How will humans evaluate it?
What product-quality measure matters?
Which difficult categories need independent scrutiny?
What evidence must exist before implementation is authorized?
ADR-0017 gave generated linguistic data an architectural lineage concept. The provisional product rulings established a baseline-and-validate posture. The pilot protocol made the future evaluation reproducible without pretending that it had already been run.
Project-state cleanup kept those decisions from obscuring the actual next
action. The return to UseThai friction testing then exposed a practical
truth: evidence gathering is possible, but the current seed data limits what
the evidence can prove.
The work made future motion safer because it made today’s boundaries clearer.
Outcome
Day 38 turned tone support from a vague future feature into an auditable, governed path.
Derived linguistic artifact provenance was grounded through architecture
documentation and ADR-0017, with generator identity, generator version, and
input headword lineage established as the minimum conceptual requirements.
Generated tone remains an offline, stored-data concern rather than a runtime
inference behavior.
Provisional product rulings recorded tltk 1.10 as the baseline generator
candidate, IPA with tone digits as the current notation candidate, a
human-annotated gold set as the validation source, and whole-word exact match
as the future product-quality gate.
The tone-validation pilot protocol persisted an exploratory 240-item methodology with irregular-category emphasis, regular contrast, subset double-annotation, independent adjudication, segmentation-divergence reporting, and explicit ML-comparison gates.
Local spike workspace hygiene improved the reliability of lint validation. Session-state cleanup made the immediate next action operative again.
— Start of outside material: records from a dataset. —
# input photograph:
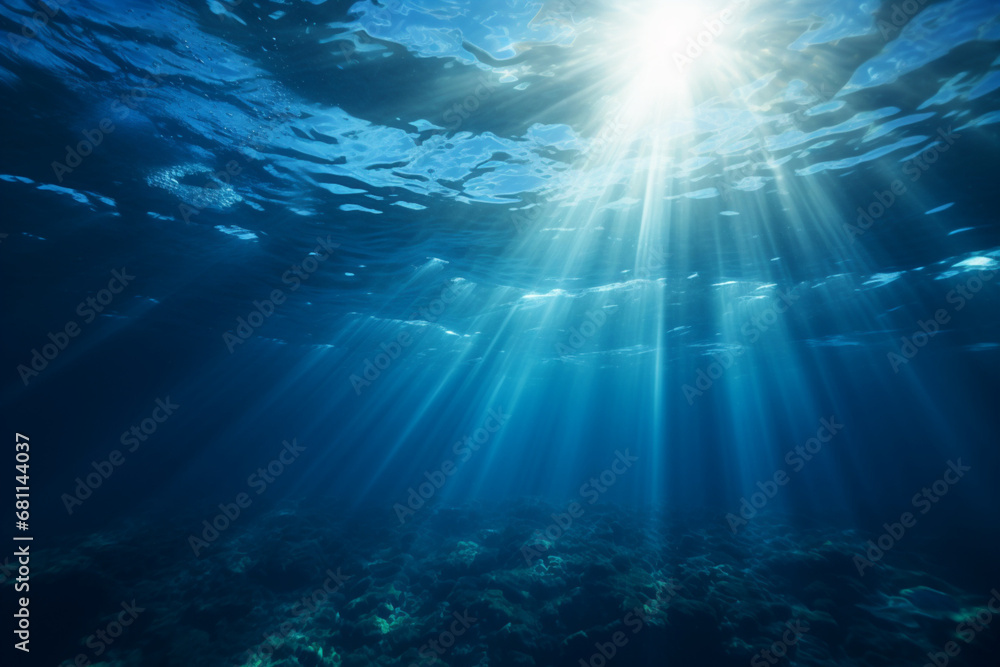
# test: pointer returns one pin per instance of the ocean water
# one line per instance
(507, 333)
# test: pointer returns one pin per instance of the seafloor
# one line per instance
(476, 586)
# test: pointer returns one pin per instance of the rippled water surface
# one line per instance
(474, 255)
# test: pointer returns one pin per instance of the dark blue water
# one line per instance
(502, 333)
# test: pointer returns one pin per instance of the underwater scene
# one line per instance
(500, 333)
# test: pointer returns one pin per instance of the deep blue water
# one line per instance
(533, 309)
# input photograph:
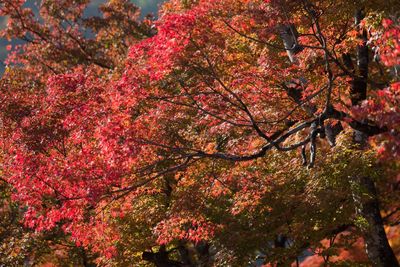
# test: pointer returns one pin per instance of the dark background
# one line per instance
(147, 6)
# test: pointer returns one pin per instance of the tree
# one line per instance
(193, 151)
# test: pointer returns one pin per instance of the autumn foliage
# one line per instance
(221, 132)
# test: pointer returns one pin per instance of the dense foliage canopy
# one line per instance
(226, 132)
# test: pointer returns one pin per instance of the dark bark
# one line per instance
(160, 258)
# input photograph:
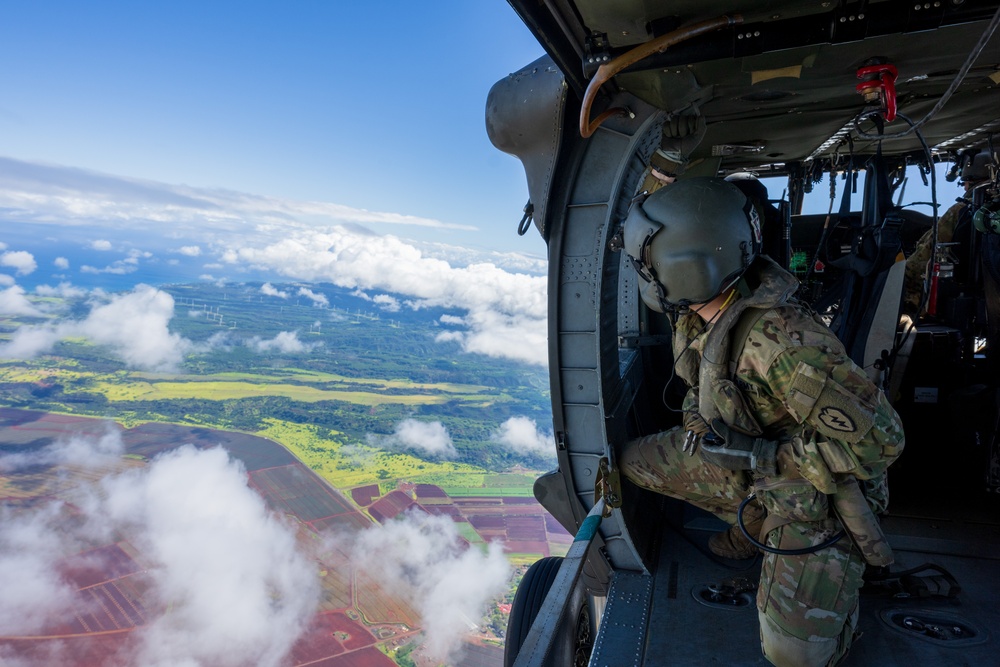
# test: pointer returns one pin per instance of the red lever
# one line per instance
(880, 81)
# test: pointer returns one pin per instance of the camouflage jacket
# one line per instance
(798, 386)
(916, 264)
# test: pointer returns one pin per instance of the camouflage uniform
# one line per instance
(917, 263)
(796, 386)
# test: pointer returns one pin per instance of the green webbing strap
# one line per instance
(542, 634)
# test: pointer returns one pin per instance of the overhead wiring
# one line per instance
(959, 78)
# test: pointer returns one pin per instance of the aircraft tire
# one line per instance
(575, 635)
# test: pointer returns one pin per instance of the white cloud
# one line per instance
(521, 435)
(74, 450)
(244, 593)
(234, 587)
(507, 311)
(430, 438)
(64, 289)
(33, 591)
(286, 342)
(387, 303)
(21, 260)
(121, 267)
(504, 297)
(317, 299)
(14, 303)
(134, 325)
(270, 290)
(423, 559)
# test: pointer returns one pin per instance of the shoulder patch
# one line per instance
(836, 419)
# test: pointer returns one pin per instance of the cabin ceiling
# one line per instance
(785, 78)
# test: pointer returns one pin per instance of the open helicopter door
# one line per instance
(865, 302)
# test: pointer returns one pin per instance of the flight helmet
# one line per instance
(690, 241)
(977, 168)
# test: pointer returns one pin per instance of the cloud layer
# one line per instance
(428, 438)
(423, 559)
(134, 325)
(237, 588)
(504, 294)
(506, 311)
(521, 435)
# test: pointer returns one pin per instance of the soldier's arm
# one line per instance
(846, 425)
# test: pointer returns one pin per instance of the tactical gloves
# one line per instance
(733, 450)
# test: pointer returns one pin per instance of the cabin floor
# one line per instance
(685, 629)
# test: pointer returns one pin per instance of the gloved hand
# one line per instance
(733, 450)
(695, 423)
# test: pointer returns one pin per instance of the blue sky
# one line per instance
(374, 105)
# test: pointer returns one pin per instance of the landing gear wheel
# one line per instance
(574, 637)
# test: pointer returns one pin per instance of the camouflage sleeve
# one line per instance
(847, 424)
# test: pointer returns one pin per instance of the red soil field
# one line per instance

The day ended back at the UseThai app tier, with a clearer understanding that
friction testing can continue but must remain honest about the limitations of
the current tiny seed set.
No tone generation, validation execution, generated data, ingestion, API integration, production dictionary expansion, Phase 16 work, or Phase 17 work was implemented.
Definition Of Done
Day 38 reached a tone-governance and friction-readiness checkpoint:
- confirmed tone-aware pronunciation as a real
UseThaiproduct requirement - kept runtime tone inference out of scope
- grounded derived linguistic artifact provenance
- accepted
ADR-0017 - established generator identity, generator version, and input headword lineage as the required provenance concept
- kept source provenance, artifact classification, and derived linguistic artifact provenance separate
- kept human-curated override and exception-table provenance deferred
- recorded
tltk1.10 G2P as the provisional baseline generator - recorded IPA with tone digits as the current evaluation and storage-notation candidate
- selected a human-annotated gold-set path
- kept licensed-reference dictionary comparison closed for this track
- selected whole-word exact match as the future product-quality gate
- kept per-syllable tone accuracy diagnostic-only
- selected a composite future quality structure with an irregular-stratum floor
- deferred numeric thresholds until after pilot evidence
- persisted the tone-validation pilot protocol
- planned a 240-item calibration-only pilot
- emphasized irregular and failure-prone categories in the planned sample
- included a regular contrast stratum
- established subset double-annotation and independent adjudication
- made segmentation divergence a first-class planned finding
- kept ML comparison gated and deferred
- kept pilot execution unauthorized
- aligned ESLint with the local spike workspace ignore policy
- reduced the session-state next action to an operative statement
- kept Phase 16 and Phase 17 pending authorization
- returned to constrained
UseThaifriction gathering - identified the current tiny seed bank as a limit on realistic friction evidence
- reframed the next product question around friction readiness
- implemented no tone pipeline, generated tone data, ingestion, API integration, or production dictionary expansion
The day closed with fewer visible features and substantially better footing for the feature work that may eventually follow.